We will go through each of these minerals in some detail and discuss their physical properties. As we do so you will see that there are broad similarities between minerals in similar anionic groups, and that it is not necessary to describe all of a particular mineral's physical properties in order to identify it. This approach is used in the unknown mineral key that will be given to you during lab. Try using the key to "identify" some of the known minerals in the tray to make sure that you understand how it works.


The problem with the mineral key is that it can only be used to identify the nineteen minerals for which it was constructed. Thus mineral identifications made using this key should be considered as hypotheses that require confirmation. Confirmation means checking the hypothesized mineral identification against all of the known properties for that mineral as listed in Appendix 3 in the back of your text. If there are major discrepancies between the description of an hypothesized mineral and its actual properties, then the mineral may be one of the more than three thousand less common minerals that are not covered by the key. The key cannot be used blindly! All identifications should be checked against the more complete description of mineral properties in your textbook.
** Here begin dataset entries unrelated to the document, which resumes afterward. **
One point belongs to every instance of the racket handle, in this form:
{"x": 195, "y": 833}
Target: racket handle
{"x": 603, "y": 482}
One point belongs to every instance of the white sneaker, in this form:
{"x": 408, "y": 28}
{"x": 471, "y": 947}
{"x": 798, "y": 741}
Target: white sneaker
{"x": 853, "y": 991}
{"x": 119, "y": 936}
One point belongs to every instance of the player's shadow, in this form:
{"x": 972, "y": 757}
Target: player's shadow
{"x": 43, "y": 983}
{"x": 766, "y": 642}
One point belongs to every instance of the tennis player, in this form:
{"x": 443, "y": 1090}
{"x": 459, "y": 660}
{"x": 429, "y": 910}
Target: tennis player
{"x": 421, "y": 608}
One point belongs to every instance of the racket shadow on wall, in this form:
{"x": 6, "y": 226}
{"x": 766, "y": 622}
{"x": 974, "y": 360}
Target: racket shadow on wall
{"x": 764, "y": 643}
When you are confident in your ability to use the key, you will take a quiz to demonstrate that you can identify the minerals in the key. This quiz will not be graded, but you must pass it before you can leave lab.



For Next Week: A Quiz!


Part of your grade for this lab will depend upon a mineral identification quiz. This quiz will ask you to apply some of the terminology that we discussed today and to identify several unknown minerals. You will take the quiz outside of lab; sign-up sheets will be posted in lab. To help you study for the quiz, the mineral samples used in lab will be left out where you may examine them.